A mes yeux, les Essais de Montaigne sont avant tout l'échappatoire d'un gentilhomme qui tente de survivre, de ne pas devenir fou,  dans le «le moyeu de nos guerres».

La phrase célèbre de Montaigne, scandaleuse à nos contemporains, «le bien public requiert qu'on mente et qu'on tue et qu'on massacre» ne peut se lire hors contexte. Comprenez bien qu'un homme qui a vécu sa jeunesse au temps de Wassy, de la michelade, de la Saint-Barthélémy,  n'écrit pas «et qu'on massacre» à la légère. Montaigne, lui, a vu des massacres autrement qu'à la télévision. Il sait de quoi il parle.

Pourtant, il écrit ce qu'il écrit.

La phrase d'Henri IV éclaire celle de Montaigne, elle en est l'explication : «Il n’y a d’irrémédiable que la perte de l’Etat». La perte de l'Etat dans ses fonctions régaliennes (on n'envisage que celles-ci, à cette époque), c'est la perte de tous les biens collectifs : paix et prospérité. Et cette perte est irréversible. Tout, y compris le massacre, vaut mieux que cela.

C'est pourquoi les abandons de souveraineté promus avec beaucoup de légèreté et de bêtise par nos politiciens, les Giscard, Mitterrand, Chirac, Sarkozy, Hollande et consorts, et qui portent en eux la déliquescence de l'Etat souverain sont criminels au sens le plus fort du mot. Ils ouvrent la voie au massacre de milliers de Français, à la misère et à la souffrance pour les autres. Pas forcément demain, mais un jour : les actes ont des conséquences et la connerie n'est jamais une excuse, même si les conséquences mettent du temps à se manifester.

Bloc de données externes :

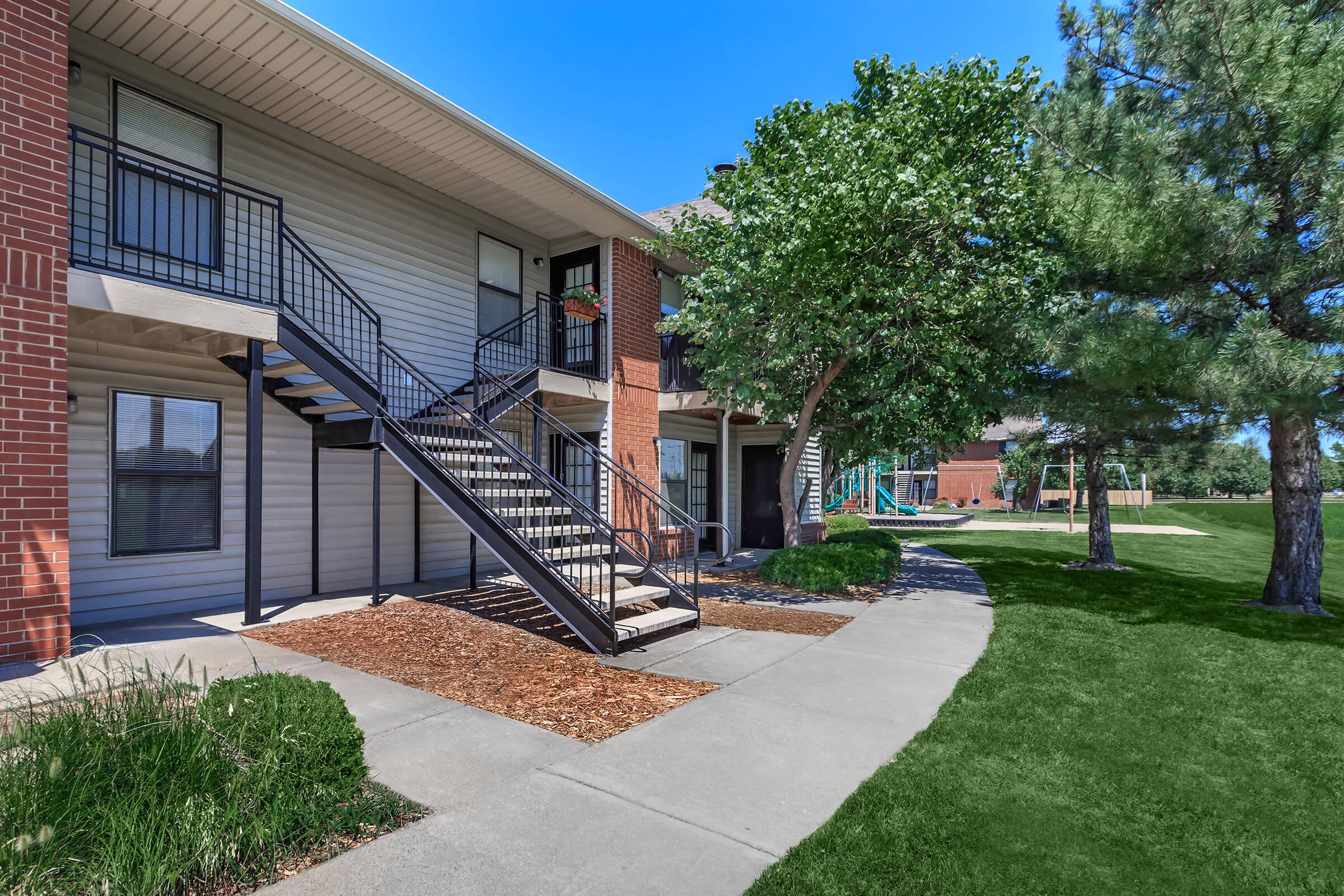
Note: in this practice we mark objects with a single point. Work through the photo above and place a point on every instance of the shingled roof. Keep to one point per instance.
(664, 218)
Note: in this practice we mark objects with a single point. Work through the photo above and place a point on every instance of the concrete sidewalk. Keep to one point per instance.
(699, 800)
(1120, 528)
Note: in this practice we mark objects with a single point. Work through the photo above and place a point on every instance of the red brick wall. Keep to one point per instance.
(635, 307)
(962, 487)
(34, 511)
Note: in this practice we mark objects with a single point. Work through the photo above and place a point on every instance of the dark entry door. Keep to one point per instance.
(575, 342)
(763, 520)
(703, 491)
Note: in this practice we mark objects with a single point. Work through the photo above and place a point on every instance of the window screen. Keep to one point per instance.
(166, 476)
(499, 284)
(167, 203)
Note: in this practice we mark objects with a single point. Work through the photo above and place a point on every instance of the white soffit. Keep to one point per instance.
(276, 61)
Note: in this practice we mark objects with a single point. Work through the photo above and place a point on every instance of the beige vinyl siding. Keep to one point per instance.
(346, 520)
(106, 589)
(412, 260)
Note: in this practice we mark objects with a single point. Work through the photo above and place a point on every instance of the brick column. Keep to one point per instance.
(34, 508)
(635, 309)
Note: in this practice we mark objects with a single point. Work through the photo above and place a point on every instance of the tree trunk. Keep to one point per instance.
(1101, 553)
(797, 445)
(1295, 570)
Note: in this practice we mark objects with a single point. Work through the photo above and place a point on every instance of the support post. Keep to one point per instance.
(724, 479)
(316, 535)
(378, 523)
(1072, 492)
(416, 524)
(252, 512)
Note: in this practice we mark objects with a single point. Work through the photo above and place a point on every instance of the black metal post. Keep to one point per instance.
(416, 524)
(316, 535)
(378, 521)
(252, 514)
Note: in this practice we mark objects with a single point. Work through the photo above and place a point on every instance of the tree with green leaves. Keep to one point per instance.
(1022, 464)
(878, 254)
(1107, 378)
(1197, 160)
(1241, 469)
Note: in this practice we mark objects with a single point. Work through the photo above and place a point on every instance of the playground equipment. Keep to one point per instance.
(864, 484)
(978, 488)
(1124, 476)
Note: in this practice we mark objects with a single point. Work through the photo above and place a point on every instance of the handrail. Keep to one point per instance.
(606, 460)
(118, 146)
(505, 444)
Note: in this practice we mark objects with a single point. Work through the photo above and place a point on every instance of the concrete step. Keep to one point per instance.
(635, 594)
(287, 368)
(307, 390)
(651, 622)
(556, 531)
(514, 493)
(335, 408)
(578, 551)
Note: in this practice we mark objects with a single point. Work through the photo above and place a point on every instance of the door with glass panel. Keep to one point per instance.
(576, 343)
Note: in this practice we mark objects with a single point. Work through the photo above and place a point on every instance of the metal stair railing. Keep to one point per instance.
(628, 497)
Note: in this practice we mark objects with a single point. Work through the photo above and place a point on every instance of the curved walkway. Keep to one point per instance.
(697, 801)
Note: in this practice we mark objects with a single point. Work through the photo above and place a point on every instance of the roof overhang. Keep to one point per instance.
(281, 63)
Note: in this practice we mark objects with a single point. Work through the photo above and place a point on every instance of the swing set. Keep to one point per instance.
(1124, 476)
(978, 489)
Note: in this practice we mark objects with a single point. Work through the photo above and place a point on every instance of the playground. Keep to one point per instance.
(978, 494)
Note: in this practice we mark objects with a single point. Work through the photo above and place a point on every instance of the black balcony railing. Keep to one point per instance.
(139, 214)
(543, 336)
(675, 375)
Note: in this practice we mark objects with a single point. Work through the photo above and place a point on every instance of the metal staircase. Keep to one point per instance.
(604, 551)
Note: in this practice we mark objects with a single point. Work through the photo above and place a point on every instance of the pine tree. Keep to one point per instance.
(1109, 378)
(1195, 155)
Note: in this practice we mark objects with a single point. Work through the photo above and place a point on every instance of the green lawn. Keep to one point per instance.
(1126, 732)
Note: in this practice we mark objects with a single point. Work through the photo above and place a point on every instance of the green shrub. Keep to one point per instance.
(125, 789)
(846, 523)
(866, 557)
(292, 725)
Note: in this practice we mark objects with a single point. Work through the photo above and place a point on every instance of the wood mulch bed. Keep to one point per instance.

Le soleil ni la mort ne se peuvent regarder en face. Pourtant, il le faut bien. Non, tout n'ira pas mieux en fermant les yeux et en pensant à autre chose. Les choses qui finissent par s'arranger sans qu'on n'y fasse rien, ce n'est que dans les mauvais films.

Nos rois savaient ce qu'il en était. On connaît l'image de Louis XIV (qui, enfant, vécut la Fronde) se présentant au Parlement de Paris, de retour de la chasse, le fouet à la main. Et son père, Louis XIII n'a pas plus toléré le désordre dans ses Etats. Quant à Henri IV, il lui ait arrivé de s'adresser au Parlement «avec les grosses dents» : «Je couperai la racine à toutes factions, à toutes prédications séditieuses, et je ferai accourcir tous ceux qui les susciteront. J'ai sauté sur des murailles de villes : je sauterai bien sur des barricades qui ne sont pas si hautes.» Il ne se serait pas laissé intimider par soixante Romanichels sur l'autoroute.

Et notre dernier roi, Charles De Gaulle, était obsédé, en 1944, par le rétablissement de l'ordre et par l'affirmation de la souveraineté, qui, bien entendu, vont de pair.

Souveraineté et barbarie ? Oui, il n'y a que ce choix binaire. Il n'y a pas cette troisième voie illusoire si chère aux procrastineurs compulsifs, aux biaiseurs obsessionnels, aux non-décideurs professionnels, aux éviteurs de conflits habituels, aux petits arrangeurs de ministère, aux lapins de coursive, à ceux qui préfèrent diner en ville.

Souveraineté ou barbarie ? Il falloir se battre pour la souveraineté ou se soumettre à la barbarie.